PORTLAND, Ore. (AP) -- Kraft Foods Inc., like many of its peers, is feeling some pricing pressure.

The company reported Thursday that price increases it made to cope with higher ingredient costs are not going to be enough to sustain its profitability and it plans further hikes this year.

As one of the world's largest food companies, Kraft is feeling the pinch from higher costs for wheat, corn, sugar and other commodities.

The company already raised prices on most of its products in Europe and more than half in North America. But it said its input costs rose nearly $500 million during the fourth quarter and its profit margins suffered accordingly.

Company leaders expect costs will remain high for the year, but they said profit margins should recover in the second half of the year as price hikes begin to offset those costs.

Kraft is one of many food makers talking about price hikes to cope with increased costs. In the past two weeks, Kellogg Co., Sara Lee Corp. and J.M. Smucker Co. also announced them.

Despite these challenges, however, Kraft delivered fourth-quarter earnings Thursday that met analysts' expectations.

The company reported after the market closed that it earned $540 million, or 31 cents per share, down 24 percent from the prior year.

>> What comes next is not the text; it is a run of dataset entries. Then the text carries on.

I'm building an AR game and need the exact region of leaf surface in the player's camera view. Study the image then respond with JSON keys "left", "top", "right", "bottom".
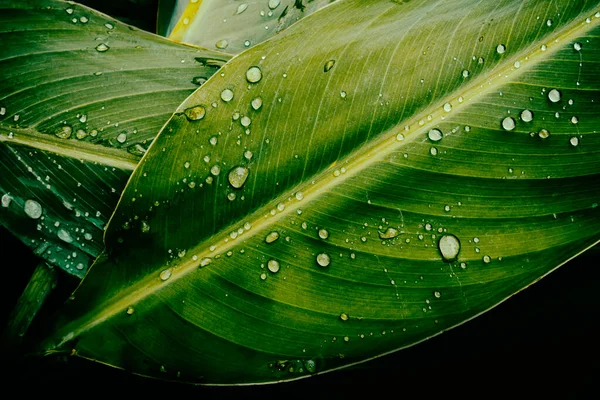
{"left": 0, "top": 0, "right": 229, "bottom": 276}
{"left": 47, "top": 0, "right": 600, "bottom": 383}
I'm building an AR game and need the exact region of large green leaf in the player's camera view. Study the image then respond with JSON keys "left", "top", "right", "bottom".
{"left": 0, "top": 0, "right": 229, "bottom": 277}
{"left": 168, "top": 0, "right": 337, "bottom": 54}
{"left": 45, "top": 0, "right": 600, "bottom": 384}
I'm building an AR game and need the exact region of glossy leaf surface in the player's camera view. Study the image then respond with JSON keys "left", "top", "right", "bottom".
{"left": 47, "top": 0, "right": 600, "bottom": 383}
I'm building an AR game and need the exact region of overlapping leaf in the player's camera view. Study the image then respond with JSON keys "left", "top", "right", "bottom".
{"left": 46, "top": 0, "right": 600, "bottom": 384}
{"left": 0, "top": 0, "right": 229, "bottom": 276}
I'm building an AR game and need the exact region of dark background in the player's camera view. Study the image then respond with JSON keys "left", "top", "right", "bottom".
{"left": 2, "top": 0, "right": 598, "bottom": 396}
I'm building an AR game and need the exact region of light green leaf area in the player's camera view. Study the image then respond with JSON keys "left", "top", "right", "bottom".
{"left": 0, "top": 0, "right": 229, "bottom": 276}
{"left": 169, "top": 0, "right": 336, "bottom": 54}
{"left": 48, "top": 0, "right": 600, "bottom": 383}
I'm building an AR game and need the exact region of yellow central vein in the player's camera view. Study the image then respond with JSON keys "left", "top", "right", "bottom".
{"left": 52, "top": 8, "right": 600, "bottom": 348}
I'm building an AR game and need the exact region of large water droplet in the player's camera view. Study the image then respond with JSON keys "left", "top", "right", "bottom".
{"left": 55, "top": 125, "right": 72, "bottom": 139}
{"left": 268, "top": 0, "right": 281, "bottom": 10}
{"left": 318, "top": 229, "right": 329, "bottom": 239}
{"left": 538, "top": 129, "right": 550, "bottom": 139}
{"left": 569, "top": 136, "right": 579, "bottom": 147}
{"left": 502, "top": 117, "right": 516, "bottom": 131}
{"left": 251, "top": 97, "right": 263, "bottom": 110}
{"left": 221, "top": 89, "right": 234, "bottom": 102}
{"left": 24, "top": 199, "right": 42, "bottom": 219}
{"left": 265, "top": 231, "right": 280, "bottom": 244}
{"left": 520, "top": 109, "right": 533, "bottom": 122}
{"left": 215, "top": 39, "right": 229, "bottom": 49}
{"left": 241, "top": 116, "right": 251, "bottom": 127}
{"left": 482, "top": 255, "right": 491, "bottom": 264}
{"left": 428, "top": 128, "right": 443, "bottom": 142}
{"left": 116, "top": 133, "right": 127, "bottom": 143}
{"left": 324, "top": 60, "right": 335, "bottom": 72}
{"left": 246, "top": 66, "right": 262, "bottom": 83}
{"left": 95, "top": 43, "right": 109, "bottom": 52}
{"left": 443, "top": 103, "right": 452, "bottom": 112}
{"left": 184, "top": 105, "right": 206, "bottom": 121}
{"left": 57, "top": 228, "right": 73, "bottom": 243}
{"left": 438, "top": 234, "right": 460, "bottom": 261}
{"left": 496, "top": 44, "right": 506, "bottom": 54}
{"left": 236, "top": 3, "right": 248, "bottom": 14}
{"left": 267, "top": 259, "right": 280, "bottom": 273}
{"left": 160, "top": 269, "right": 172, "bottom": 281}
{"left": 548, "top": 89, "right": 561, "bottom": 103}
{"left": 228, "top": 166, "right": 249, "bottom": 189}
{"left": 316, "top": 253, "right": 330, "bottom": 267}
{"left": 1, "top": 194, "right": 12, "bottom": 208}
{"left": 378, "top": 227, "right": 399, "bottom": 239}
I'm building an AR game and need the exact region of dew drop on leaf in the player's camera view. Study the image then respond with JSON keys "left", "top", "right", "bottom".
{"left": 24, "top": 199, "right": 42, "bottom": 219}
{"left": 267, "top": 259, "right": 280, "bottom": 273}
{"left": 502, "top": 117, "right": 516, "bottom": 131}
{"left": 443, "top": 103, "right": 452, "bottom": 112}
{"left": 251, "top": 97, "right": 263, "bottom": 110}
{"left": 318, "top": 229, "right": 329, "bottom": 239}
{"left": 1, "top": 194, "right": 12, "bottom": 208}
{"left": 548, "top": 89, "right": 561, "bottom": 103}
{"left": 57, "top": 228, "right": 73, "bottom": 243}
{"left": 246, "top": 66, "right": 262, "bottom": 83}
{"left": 324, "top": 60, "right": 335, "bottom": 72}
{"left": 538, "top": 129, "right": 550, "bottom": 139}
{"left": 496, "top": 44, "right": 506, "bottom": 54}
{"left": 116, "top": 133, "right": 127, "bottom": 143}
{"left": 570, "top": 137, "right": 579, "bottom": 147}
{"left": 268, "top": 0, "right": 281, "bottom": 10}
{"left": 55, "top": 125, "right": 72, "bottom": 139}
{"left": 520, "top": 109, "right": 533, "bottom": 122}
{"left": 241, "top": 116, "right": 251, "bottom": 127}
{"left": 428, "top": 128, "right": 443, "bottom": 142}
{"left": 573, "top": 42, "right": 582, "bottom": 51}
{"left": 462, "top": 70, "right": 470, "bottom": 78}
{"left": 160, "top": 269, "right": 172, "bottom": 281}
{"left": 265, "top": 231, "right": 280, "bottom": 244}
{"left": 221, "top": 89, "right": 234, "bottom": 102}
{"left": 570, "top": 116, "right": 579, "bottom": 124}
{"left": 215, "top": 39, "right": 229, "bottom": 49}
{"left": 434, "top": 291, "right": 442, "bottom": 298}
{"left": 438, "top": 234, "right": 460, "bottom": 261}
{"left": 184, "top": 105, "right": 206, "bottom": 121}
{"left": 210, "top": 165, "right": 221, "bottom": 176}
{"left": 340, "top": 313, "right": 349, "bottom": 321}
{"left": 228, "top": 166, "right": 249, "bottom": 189}
{"left": 126, "top": 307, "right": 135, "bottom": 315}
{"left": 95, "top": 43, "right": 109, "bottom": 52}
{"left": 316, "top": 253, "right": 331, "bottom": 267}
{"left": 378, "top": 227, "right": 399, "bottom": 239}
{"left": 483, "top": 255, "right": 491, "bottom": 263}
{"left": 243, "top": 150, "right": 253, "bottom": 160}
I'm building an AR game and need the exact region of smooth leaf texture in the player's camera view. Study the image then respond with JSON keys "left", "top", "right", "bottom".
{"left": 0, "top": 0, "right": 229, "bottom": 276}
{"left": 47, "top": 0, "right": 600, "bottom": 384}
{"left": 168, "top": 0, "right": 336, "bottom": 54}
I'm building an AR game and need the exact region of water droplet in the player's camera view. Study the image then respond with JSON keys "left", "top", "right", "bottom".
{"left": 573, "top": 42, "right": 582, "bottom": 51}
{"left": 75, "top": 129, "right": 87, "bottom": 139}
{"left": 316, "top": 253, "right": 330, "bottom": 267}
{"left": 251, "top": 97, "right": 263, "bottom": 110}
{"left": 104, "top": 23, "right": 114, "bottom": 30}
{"left": 246, "top": 66, "right": 262, "bottom": 83}
{"left": 520, "top": 109, "right": 533, "bottom": 122}
{"left": 126, "top": 307, "right": 135, "bottom": 315}
{"left": 55, "top": 125, "right": 72, "bottom": 139}
{"left": 340, "top": 91, "right": 347, "bottom": 99}
{"left": 267, "top": 259, "right": 280, "bottom": 273}
{"left": 0, "top": 106, "right": 5, "bottom": 116}
{"left": 569, "top": 137, "right": 579, "bottom": 147}
{"left": 462, "top": 70, "right": 470, "bottom": 78}
{"left": 184, "top": 105, "right": 206, "bottom": 121}
{"left": 548, "top": 89, "right": 561, "bottom": 103}
{"left": 268, "top": 0, "right": 281, "bottom": 9}
{"left": 318, "top": 229, "right": 329, "bottom": 239}
{"left": 340, "top": 313, "right": 349, "bottom": 321}
{"left": 160, "top": 269, "right": 172, "bottom": 281}
{"left": 538, "top": 129, "right": 550, "bottom": 139}
{"left": 65, "top": 8, "right": 74, "bottom": 14}
{"left": 496, "top": 44, "right": 506, "bottom": 54}
{"left": 571, "top": 116, "right": 579, "bottom": 124}
{"left": 443, "top": 103, "right": 452, "bottom": 112}
{"left": 396, "top": 133, "right": 405, "bottom": 141}
{"left": 141, "top": 220, "right": 150, "bottom": 233}
{"left": 116, "top": 133, "right": 127, "bottom": 143}
{"left": 244, "top": 40, "right": 251, "bottom": 47}
{"left": 428, "top": 128, "right": 443, "bottom": 142}
{"left": 79, "top": 16, "right": 88, "bottom": 23}
{"left": 210, "top": 165, "right": 221, "bottom": 176}
{"left": 434, "top": 291, "right": 441, "bottom": 298}
{"left": 221, "top": 89, "right": 234, "bottom": 102}
{"left": 540, "top": 44, "right": 547, "bottom": 51}
{"left": 24, "top": 199, "right": 42, "bottom": 219}
{"left": 1, "top": 194, "right": 12, "bottom": 208}
{"left": 482, "top": 255, "right": 491, "bottom": 263}
{"left": 236, "top": 3, "right": 248, "bottom": 14}
{"left": 324, "top": 60, "right": 335, "bottom": 72}
{"left": 215, "top": 39, "right": 229, "bottom": 49}
{"left": 546, "top": 19, "right": 553, "bottom": 27}
{"left": 227, "top": 192, "right": 236, "bottom": 201}
{"left": 478, "top": 57, "right": 485, "bottom": 64}
{"left": 241, "top": 116, "right": 251, "bottom": 127}
{"left": 227, "top": 166, "right": 249, "bottom": 189}
{"left": 199, "top": 257, "right": 212, "bottom": 267}
{"left": 265, "top": 231, "right": 280, "bottom": 244}
{"left": 244, "top": 150, "right": 253, "bottom": 160}
{"left": 438, "top": 234, "right": 460, "bottom": 261}
{"left": 378, "top": 227, "right": 399, "bottom": 239}
{"left": 57, "top": 228, "right": 73, "bottom": 243}
{"left": 430, "top": 147, "right": 438, "bottom": 156}
{"left": 95, "top": 43, "right": 109, "bottom": 52}
{"left": 502, "top": 117, "right": 516, "bottom": 131}
{"left": 295, "top": 192, "right": 304, "bottom": 201}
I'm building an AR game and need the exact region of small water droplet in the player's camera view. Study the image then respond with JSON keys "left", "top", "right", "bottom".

The decline was largely due to costs of integrating Cadbury, which it acquired a year ago.

Excluding those costs and other matters in both periods, Kraft earned 46 cents per share, versus 47 cents per share a year earlier, and that's what analysts expected.

Revenue rose 30 percent to $13.77 billion. Analysts expected $13.48 billion, according to data from FactSet.

Kraft saw strong revenue growth around the globe, due largely to integrating Cadbury.

The company also reported strong sales of its own core products such as Oreo cookies, Ritz cracker and Maxwell House coffee. It saw softer sales of candy and gum as consumers felt they had a bit less pocket change to splurge -- particularly teenagers, Kraft's core customers for those products.

Kraft said it sees a tough road ahead with weak consumer confidence and higher costs for ingredients, and it softened its full-year outlook.

The company said it expects operating earnings per share to grow by 11 percent to 13 percent in fiscal 2011. In November it projected a rise in the "mid-teens."

"We are cautiously optimistic," CEO Irene Rosenfeld said. "Cautious about what we can't control (and) optimistic about what we can."

Kraft said it has increased its productivity and is lowering its debt. It said savings from integrating Cadbury are ahead of plans. The company also is investing in marketing to bolster gum and candy sales and support its core brands.

The company declined to discuss its pending legal battle with Starbucks Corp. over a distribution agreement that the coffee maker plans to end on March 1.

Shares of Kraft fell 60 cents, nearly 2 percent, to $30.50 in after-hours trading.